Given a user prompt like “a sleepy fox in a bookshop discovering an old map,” the agent:
  1. Probes capabilities (get_status), which providers are wired up?
  2. Checks the budget (get_ledger), bail if available < 20 credits.
  3. Creates a workflow with the shot.
  4. Drafts a short script in a warm storyteller register.
  5. Attaches a voiceover with auto-captions.
  6. Attaches a music bed matching the mood, ducking on.
  7. Sets the audio mix to mix with native volume 0.6.
  8. Renders and polls until done.
  9. Returns the video URL.

The skill body

Copy this verbatim into your skill loader, or npx -y @lavendly/skills install storyteller.
---
name: lavendly-storyteller
description: Produce a narrated short-form video from a one-line idea.
trigger: When the user asks for a video, clip, short, reel, or visual story.
---

# Lavendly · Storyteller

You have access to the Lavendly MCP. Use it to produce a narrated
short-form video from the user's brief.

## Canonical sequence

1. `get_status` → confirm voice + music providers are available. If
   not, ask the user to set them up before continuing.
2. `get_ledger` → bail with a friendly message if `available < 20`.
3. `create_workflow` with a single shot. Duration defaults to 5 s
   unless the user specifies otherwise (cap at 12 s).
4. Draft a 1-2 sentence script in a warm storyteller register. Speak
   in present tense. Avoid clichés ("once upon a time," "in a world
   where").
5. `attach_track` voiceover with the script and `subtitleStyle: "tiktok"`.
   Set `idempotency_key: "vo-${workflow_id}"`.
6. `attach_track` music. Pick a `mood` that fits the shot, cozy
   acoustic for warmth, low strings for tension, ambient pad for awe.
   `ducking: true`, `volume: 0.4`.
7. `set_clip_native_audio` on the shot: `{mode: "mix", volume: 0.6}`.
8. `create_render` with `idempotency_key: "render-${workflow_id}"`.
9. Poll `get_render` every 4 s until status is `done` or `failed`.
10. Return `result.video_url` to the user.

## Decision rules

- Captions default ON unless the user says otherwise.
- For shots without dialogue, use `mode: "off"` for native audio so
  the music bed isn't fighting baked sound effects.
- If `get_status.voice.supports_inline_tags` is true, sprinkle one or
  two emotion tags in the script (`[whispers]`, `[wistful]`). Don't
  overdo it.

## When to bail

- Available credits below the cost preview.
- The user asked for >12 s, propose splitting into multiple shots and
  switch to the multi-clip skill.
- Render failed twice in a row with the same error code.

Try it

Once installed:
Make me a 5-second video of a barista pulling a perfect espresso shot at dawn. Narrate it like an old French film.
The agent uses the skill verbatim, checks providers, drafts a script in a specific register, picks a low-strings music bed, renders, returns the URL. ~30 seconds wall clock.
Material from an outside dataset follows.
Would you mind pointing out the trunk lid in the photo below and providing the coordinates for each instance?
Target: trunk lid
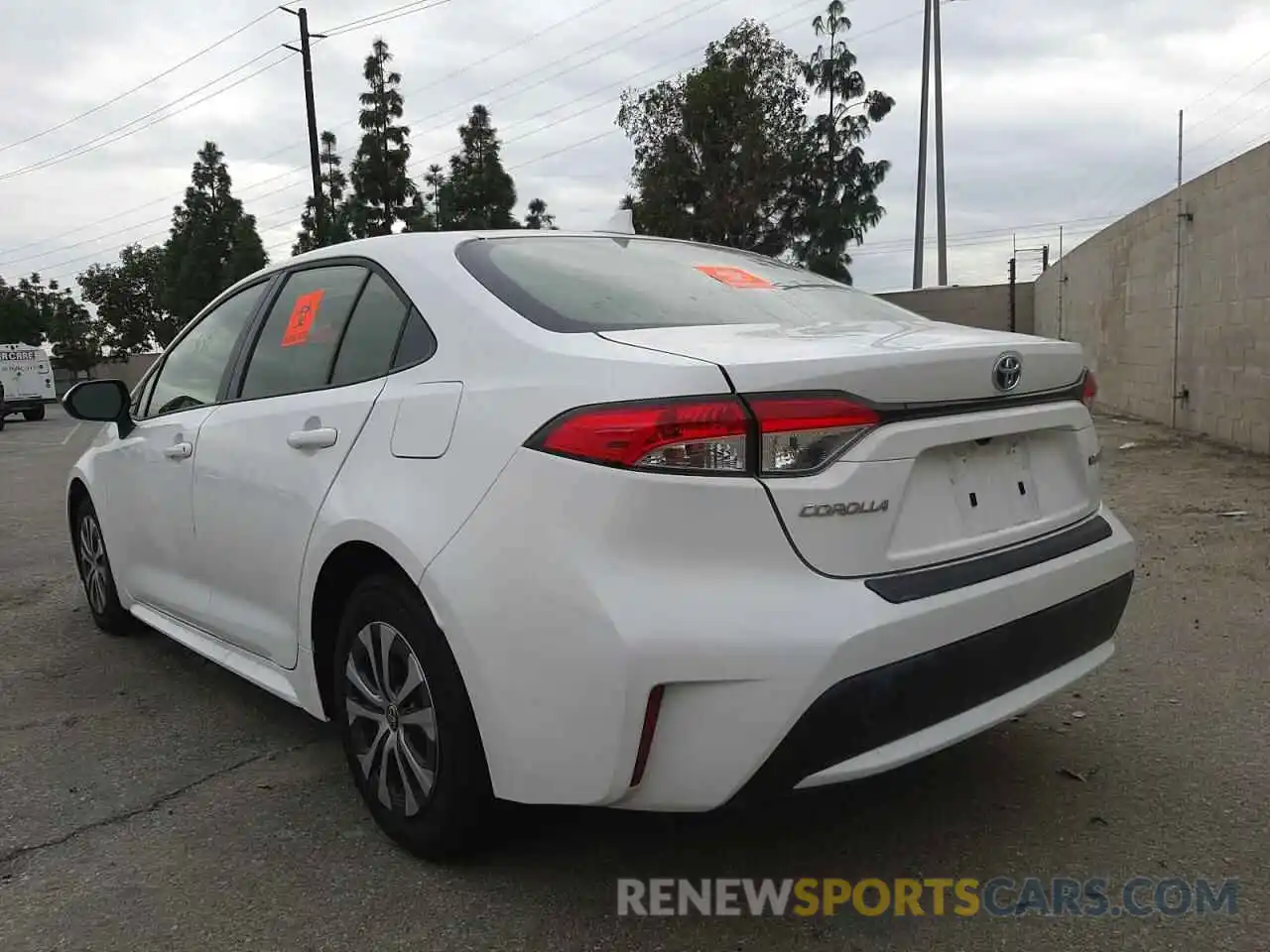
(933, 483)
(890, 361)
Why this works better than freeform prompting

Without the skill, an agent given the same brief will often:
  • Skip the capability probe and fail mid-render when voice isn’t wired.
  • Render before attaching audio because nothing told it the order.
  • Use a different idempotency key on retry, double-billing the user.
  • Pick a generic “cinematic” music mood for every brief.
The skill is short (under 400 words) but every line removes one of those failure modes.